Há um traço curioso — e, por vezes, revelador — na política local: a incapacidade de reconhecer méritos quando eles nascem dentro de casa. Em Vitória da Conquista, esse fenômeno não apenas existe, como parece ter sido institucionalizado por setores da oposição que confundem vigilância democrática com negação sistemática da realidade.
Pois bem: a Assembleia Legislativa da Bahia acaba de conceder à prefeita Ana Sheila Lemos Andrade a Comenda 2 de Julho — a mais alta honraria do Estado. Não se trata de um gesto protocolar, tampouco de uma gentileza política vazia. Trata-se de reconhecimento institucional. E reconhecimento institucional não nasce de retórica inflamada de redes sociais, mas de trajetória, consistência e impacto público.
É aqui que o contraste se impõe.
Enquanto parte dos críticos locais se ocupa em reduzir a gestão a narrativas de conveniência — muitas vezes ancoradas em disputas eleitorais mal resolvidas —, parlamentares que observam o cenário com maior distanciamento enxergam aquilo que a política miúda insiste em ocultar: uma liderança consolidada, com densidade administrativa e capacidade de articulação.
A homenagem proposta pelo deputado Carlos Robson Rodrigues da Silva não destaca apenas números ou cargos.

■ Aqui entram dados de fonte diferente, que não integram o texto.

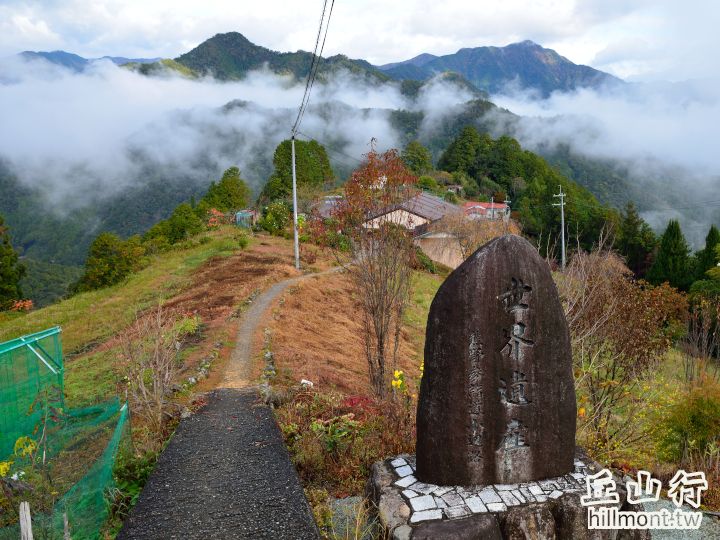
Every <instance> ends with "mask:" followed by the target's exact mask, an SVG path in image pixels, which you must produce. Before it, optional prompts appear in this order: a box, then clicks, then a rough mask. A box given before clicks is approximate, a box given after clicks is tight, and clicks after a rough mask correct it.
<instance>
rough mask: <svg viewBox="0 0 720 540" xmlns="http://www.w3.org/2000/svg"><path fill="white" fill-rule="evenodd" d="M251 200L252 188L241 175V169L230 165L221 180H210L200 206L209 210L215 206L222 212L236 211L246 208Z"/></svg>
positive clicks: (214, 206)
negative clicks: (245, 180) (243, 179)
mask: <svg viewBox="0 0 720 540" xmlns="http://www.w3.org/2000/svg"><path fill="white" fill-rule="evenodd" d="M249 202H250V188H249V187H248V185H247V184H246V183H245V181H244V180H243V179H242V178H241V177H240V169H238V168H237V167H230V168H229V169H228V170H226V171H225V172H224V173H223V175H222V178H221V179H220V181H219V182H214V181H213V182H210V187H208V190H207V193H206V194H205V196H204V197H203V198H202V199H201V201H200V204H199V205H198V206H201V207H203V209H207V210H209V209H210V208H215V209H216V210H219V211H220V212H236V211H238V210H242V209H243V208H245V207H246V206H247V205H248V203H249Z"/></svg>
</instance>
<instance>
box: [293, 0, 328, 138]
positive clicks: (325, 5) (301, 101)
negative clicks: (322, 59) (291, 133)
mask: <svg viewBox="0 0 720 540" xmlns="http://www.w3.org/2000/svg"><path fill="white" fill-rule="evenodd" d="M326 8H327V0H324V3H323V11H322V14H321V15H320V24H319V25H318V35H317V37H316V38H315V47H314V48H313V54H312V58H311V60H310V69H309V70H308V76H307V79H305V91H304V92H303V97H302V100H301V101H300V107H299V108H298V114H297V116H296V117H295V123H294V124H293V127H292V132H293V133H295V131H296V129H297V127H298V125H299V124H300V115H301V113H302V110H303V107H304V105H305V100H306V99H307V96H308V92H309V91H310V77H311V75H312V72H313V67H314V66H315V62H316V58H317V50H318V46H319V45H320V34H321V32H322V25H323V21H324V20H325V9H326Z"/></svg>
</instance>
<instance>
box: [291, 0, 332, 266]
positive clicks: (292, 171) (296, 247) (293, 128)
mask: <svg viewBox="0 0 720 540" xmlns="http://www.w3.org/2000/svg"><path fill="white" fill-rule="evenodd" d="M334 6H335V0H332V2H331V3H330V11H329V12H328V16H327V21H325V11H326V10H327V0H324V1H323V11H322V14H321V15H320V24H319V25H318V35H317V37H316V38H315V48H314V49H313V56H312V59H311V61H310V70H309V71H308V78H307V80H306V81H305V92H304V93H303V99H302V101H301V102H300V108H299V109H298V115H297V118H295V124H293V127H292V129H291V131H290V134H291V136H290V146H291V147H292V178H293V237H294V238H293V239H294V242H293V243H294V244H295V268H296V269H297V270H300V240H299V232H298V219H297V172H296V168H295V167H296V163H295V135H296V134H297V132H298V130H299V129H300V124H301V123H302V119H303V116H305V111H306V110H307V107H308V104H309V103H310V94H311V93H312V87H313V85H314V84H315V77H317V72H318V69H319V67H320V61H321V60H322V53H323V50H324V49H325V40H326V39H327V32H328V29H329V28H330V18H331V17H332V10H333V7H334ZM323 23H324V24H325V34H324V35H323ZM321 35H322V36H323V39H322V44H320V36H321ZM318 46H319V47H320V50H318Z"/></svg>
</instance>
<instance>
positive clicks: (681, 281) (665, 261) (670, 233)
mask: <svg viewBox="0 0 720 540" xmlns="http://www.w3.org/2000/svg"><path fill="white" fill-rule="evenodd" d="M689 254H690V248H689V247H688V244H687V241H686V240H685V237H684V236H683V233H682V230H681V229H680V223H679V222H678V221H677V220H675V219H673V220H670V222H669V223H668V226H667V228H666V229H665V232H664V233H663V235H662V238H661V239H660V248H659V249H658V252H657V256H656V257H655V262H654V263H653V265H652V267H651V268H650V270H649V271H648V273H647V280H648V281H649V282H650V283H652V284H654V285H660V284H661V283H664V282H668V283H669V284H670V285H672V286H673V287H676V288H678V289H682V290H687V289H688V287H689V286H690V283H691V282H692V276H691V275H690V272H689V268H690V257H689Z"/></svg>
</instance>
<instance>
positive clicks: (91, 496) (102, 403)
mask: <svg viewBox="0 0 720 540" xmlns="http://www.w3.org/2000/svg"><path fill="white" fill-rule="evenodd" d="M38 341H41V342H42V350H41V349H40V345H38V344H37V342H38ZM48 342H50V343H52V345H51V344H50V343H48ZM18 343H19V344H20V345H19V346H17V345H18ZM28 344H30V346H31V347H32V348H33V349H35V350H36V351H40V354H41V355H43V358H44V359H45V360H46V361H47V364H49V366H48V365H47V364H46V363H45V362H43V361H42V360H41V359H40V358H39V356H38V355H37V354H35V352H33V351H32V350H30V349H29V348H30V346H28ZM23 349H28V350H30V355H28V354H27V351H23ZM45 354H47V355H48V357H52V358H53V362H50V360H49V358H47V357H45ZM33 356H34V358H35V360H36V364H38V363H39V364H41V365H40V366H38V365H36V366H34V367H33V366H32V365H31V364H32V358H33ZM14 363H17V364H18V365H13V364H14ZM50 367H53V368H55V369H54V371H56V372H57V373H53V370H52V369H50ZM62 373H63V372H62V351H61V348H60V341H59V329H52V330H48V331H47V332H41V333H39V334H33V336H25V337H23V338H20V339H19V340H13V341H12V342H8V343H3V344H0V412H1V413H2V416H0V429H2V432H0V444H1V445H2V446H0V448H2V452H3V453H2V454H1V455H2V456H10V455H11V454H12V453H13V450H14V445H15V441H16V440H17V438H18V437H28V436H29V437H31V438H32V439H33V440H34V441H36V442H37V444H38V452H37V453H36V455H35V457H34V463H31V461H30V459H29V458H22V457H19V456H17V455H15V456H11V457H12V459H14V466H13V471H15V472H17V471H20V470H23V471H26V473H27V474H25V475H24V476H21V477H20V478H19V479H20V480H21V481H23V480H29V479H37V478H38V477H42V479H43V480H46V479H51V481H50V482H49V483H48V484H42V485H41V489H42V490H44V491H45V492H49V491H53V492H55V493H56V495H55V496H53V497H51V500H50V502H49V503H48V499H47V498H45V499H44V500H42V501H40V500H38V501H36V503H35V508H34V509H33V502H31V511H32V521H33V533H34V537H35V538H36V539H47V540H51V539H56V538H57V539H58V540H62V539H63V533H64V528H65V527H64V520H65V518H67V521H68V528H69V530H70V537H71V538H72V539H73V540H81V539H95V538H99V537H100V533H101V530H102V527H103V526H104V524H105V522H106V520H107V517H108V511H109V504H108V494H109V492H110V490H111V489H112V488H113V486H114V484H113V478H112V470H113V467H114V465H115V459H116V456H117V453H118V449H119V446H120V443H121V440H122V439H123V434H124V433H125V431H126V429H127V427H128V421H127V420H128V409H127V405H125V404H123V405H121V404H120V402H119V400H118V399H114V400H112V401H109V402H106V403H102V404H99V405H95V406H92V407H85V408H82V409H70V410H64V409H63V407H62V405H63V403H62V391H61V390H60V392H59V395H58V389H62V384H63V381H62ZM57 375H59V376H60V377H59V378H58V376H57ZM8 449H9V452H8V451H7V450H8ZM0 459H2V457H0ZM41 460H42V462H43V463H42V466H41V465H40V461H41ZM2 496H3V495H2V493H1V492H0V497H2ZM58 497H59V498H58ZM29 498H30V500H32V495H31V496H30V497H29ZM53 501H54V504H53ZM43 505H44V506H45V508H42V509H39V508H38V507H40V506H43ZM13 507H14V505H13ZM43 510H45V511H43ZM19 535H20V532H19V528H18V526H17V525H12V526H7V527H3V528H0V540H6V539H8V540H9V539H11V538H12V539H17V538H19V537H20V536H19Z"/></svg>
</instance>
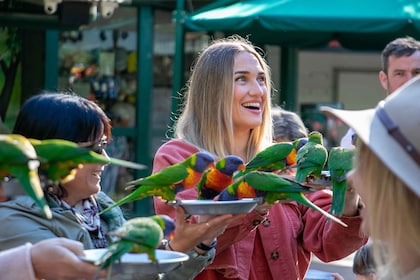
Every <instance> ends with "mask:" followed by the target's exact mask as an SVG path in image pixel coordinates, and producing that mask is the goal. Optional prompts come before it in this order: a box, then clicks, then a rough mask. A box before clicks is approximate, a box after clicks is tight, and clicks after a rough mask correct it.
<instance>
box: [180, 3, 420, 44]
mask: <svg viewBox="0 0 420 280" xmlns="http://www.w3.org/2000/svg"><path fill="white" fill-rule="evenodd" d="M212 7H214V5H213V6H212ZM185 28H186V29H187V30H189V31H223V32H225V33H227V34H234V33H236V34H241V35H244V36H245V35H250V39H251V40H252V41H253V42H258V43H264V44H273V45H282V46H285V47H300V48H314V47H321V46H325V45H326V44H327V43H328V42H329V41H331V40H333V39H335V40H338V41H339V42H340V43H341V45H342V46H343V47H345V48H349V49H361V50H382V49H383V47H384V46H385V45H386V44H387V43H388V42H389V41H391V40H393V39H395V38H397V37H403V36H407V35H408V36H412V37H415V38H419V37H420V2H419V1H418V0H248V1H247V0H244V1H237V2H236V3H233V4H230V5H227V6H226V5H224V6H222V7H218V8H213V9H208V10H206V9H201V10H199V11H197V12H195V13H193V14H190V15H189V16H188V17H187V18H186V19H185Z"/></svg>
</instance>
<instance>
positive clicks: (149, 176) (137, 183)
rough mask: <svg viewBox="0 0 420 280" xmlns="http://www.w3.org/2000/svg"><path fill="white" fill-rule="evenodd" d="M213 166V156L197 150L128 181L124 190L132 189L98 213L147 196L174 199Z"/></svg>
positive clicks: (166, 199) (188, 187) (191, 185)
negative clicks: (140, 176) (129, 192)
mask: <svg viewBox="0 0 420 280" xmlns="http://www.w3.org/2000/svg"><path fill="white" fill-rule="evenodd" d="M213 166H214V158H213V156H212V155H211V154H210V153H208V152H197V153H195V154H192V155H191V156H190V157H188V158H187V159H185V160H184V161H181V162H178V163H176V164H173V165H171V166H168V167H166V168H163V169H162V170H160V171H159V172H156V173H153V174H151V175H149V176H147V177H144V178H140V179H137V180H134V181H131V182H128V183H127V186H128V187H127V188H126V190H131V189H134V190H133V191H132V192H131V193H130V194H128V195H126V196H125V197H123V198H121V199H120V200H118V201H117V202H116V203H114V204H113V205H111V206H109V207H108V208H106V209H105V210H103V211H102V212H101V213H100V214H102V213H104V212H106V211H108V210H111V209H112V208H114V207H117V206H120V205H123V204H125V203H128V202H132V201H135V200H139V199H142V198H144V197H147V196H159V197H161V198H162V199H164V200H169V201H172V200H175V195H176V194H177V193H178V192H180V191H183V190H185V189H189V188H192V187H195V186H196V185H197V184H198V182H199V181H200V179H201V177H202V175H203V172H204V171H205V170H206V169H207V168H211V167H213Z"/></svg>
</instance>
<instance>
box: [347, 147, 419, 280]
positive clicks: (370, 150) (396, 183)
mask: <svg viewBox="0 0 420 280" xmlns="http://www.w3.org/2000/svg"><path fill="white" fill-rule="evenodd" d="M358 145H359V147H358V149H357V152H356V159H355V167H356V169H357V172H360V175H361V178H363V179H362V180H363V183H364V185H365V186H364V187H366V188H368V189H369V191H368V192H367V196H366V197H364V198H363V199H364V202H365V203H366V205H367V208H366V212H367V213H366V214H367V216H368V218H369V234H370V236H371V237H372V238H373V239H374V241H375V242H374V243H373V246H374V250H373V252H374V258H375V261H376V264H377V268H378V274H380V275H383V274H386V273H387V272H386V271H384V270H383V269H384V268H387V269H388V270H391V273H393V274H394V278H395V279H398V278H400V277H401V263H400V261H401V259H400V258H399V256H400V255H401V254H400V253H401V251H402V250H404V248H410V249H411V250H413V251H414V252H416V254H417V255H418V256H420V234H419V233H420V219H419V213H420V199H419V197H418V196H417V195H416V194H415V193H414V192H413V191H411V189H410V188H408V187H407V186H406V185H405V184H404V183H403V182H402V181H401V180H400V178H399V177H398V176H397V175H396V174H394V173H393V172H392V170H390V169H389V168H388V167H386V166H385V165H384V164H383V163H382V161H380V160H379V158H378V157H377V156H376V155H375V154H374V153H373V152H372V151H371V150H370V149H369V147H368V146H367V145H366V144H364V143H363V142H361V141H360V144H358ZM419 183H420V182H419ZM383 245H386V248H385V250H384V248H383ZM381 270H382V271H381Z"/></svg>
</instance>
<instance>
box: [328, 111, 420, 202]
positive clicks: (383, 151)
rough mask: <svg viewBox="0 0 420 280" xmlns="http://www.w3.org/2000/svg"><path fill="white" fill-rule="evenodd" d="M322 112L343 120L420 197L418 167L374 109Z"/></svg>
mask: <svg viewBox="0 0 420 280" xmlns="http://www.w3.org/2000/svg"><path fill="white" fill-rule="evenodd" d="M320 111H321V112H324V113H326V115H332V116H335V117H336V118H339V119H340V120H342V121H343V122H344V123H345V124H346V125H348V126H349V127H351V128H352V129H353V130H354V131H355V132H356V134H357V136H358V137H359V138H360V139H361V140H362V141H363V142H364V143H365V144H366V145H368V146H369V148H370V149H371V150H372V151H373V152H374V153H375V155H376V156H377V157H378V158H379V159H380V160H381V161H382V162H383V163H384V164H385V165H386V166H387V167H388V168H389V169H390V170H391V172H393V173H394V174H395V175H396V176H397V177H398V178H400V179H401V180H402V181H403V182H404V183H405V184H406V185H407V186H408V187H409V188H410V189H411V190H413V191H414V192H415V193H416V194H417V195H418V196H420V188H419V187H418V184H419V182H420V172H419V166H418V165H417V163H416V162H415V161H414V160H413V159H412V158H411V157H410V156H408V154H407V152H406V151H405V150H404V149H403V148H402V147H401V145H400V144H399V143H398V142H397V141H395V139H394V138H393V137H391V136H390V135H389V134H388V131H387V130H386V128H385V127H384V126H383V124H382V123H381V121H380V120H379V118H378V117H377V116H376V115H375V109H367V110H358V111H356V110H354V111H350V110H339V109H334V108H331V107H326V106H323V107H321V108H320Z"/></svg>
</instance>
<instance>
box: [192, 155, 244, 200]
mask: <svg viewBox="0 0 420 280" xmlns="http://www.w3.org/2000/svg"><path fill="white" fill-rule="evenodd" d="M244 168H245V164H244V162H243V160H242V159H241V158H240V157H238V156H235V155H228V156H226V157H224V158H221V159H220V160H218V161H217V162H216V164H215V167H214V168H208V169H207V170H206V171H205V172H204V174H203V176H202V178H201V180H200V182H199V183H198V184H197V191H198V199H213V198H214V197H215V196H217V195H218V194H219V193H220V192H221V191H222V190H224V189H225V188H226V187H227V186H229V185H230V184H232V182H233V174H234V173H235V172H237V171H239V170H243V169H244Z"/></svg>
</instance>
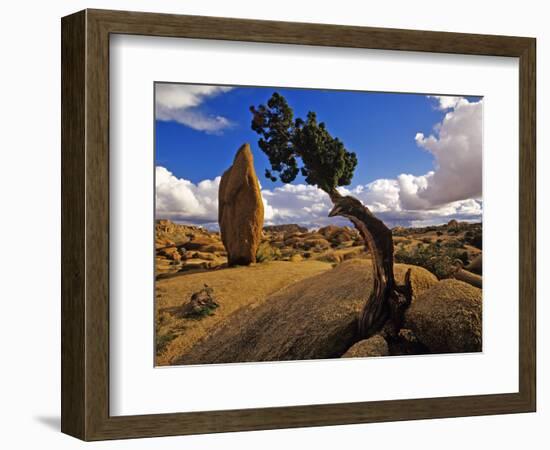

Ela reconhece uma trajetória que combina gestão pública, atuação no setor produtivo e compromisso social — três dimensões que raramente coexistem com equilíbrio na vida política brasileira.
Mas o incômodo de alguns não está na honraria em si. Está no que ela simboliza.
Sheila Lemos não é apenas a primeira mulher a governar o município. Ela é também a expressão de uma mudança de eixo: uma política que dialoga com o empreendedorismo, que investe em políticas para mulheres e infância e que constrói pontes institucionais para além dos limites municipais — como demonstra sua atuação na Frente Nacional de Prefeitas e Prefeitos.
E isso desorganiza narrativas.
Porque há, na política local, quem ainda opere sob a lógica do quanto pior, melhor. Para esses, reconhecer avanços é quase uma traição ideológica. Criticar virou método automático — um reflexo condicionado que dispensa análise e despreza evidências.
A reeleição expressiva da prefeita já havia dado um recado claro. Agora, a comenda estadual reforça o que as urnas disseram: há uma liderança legitimada, com capilaridade social e reconhecimento institucional.
Ignorar isso não é fazer oposição. É fazer negação.
E a negação, na política, costuma ter prazo de validade curto.
No fim das contas, a concessão da Comenda 2 de Julho revela mais do que o mérito de uma gestora. Expõe, sobretudo, a fragilidade de uma crítica que, incapaz de disputar narrativa com fatos, prefere desqualificar o próprio conceito de reconhecimento.
Quando o mérito precisa vir de fora para ser admitido, o problema nunca foi a liderança. Foi — e continua sendo — a lente de quem se recusa a enxergar.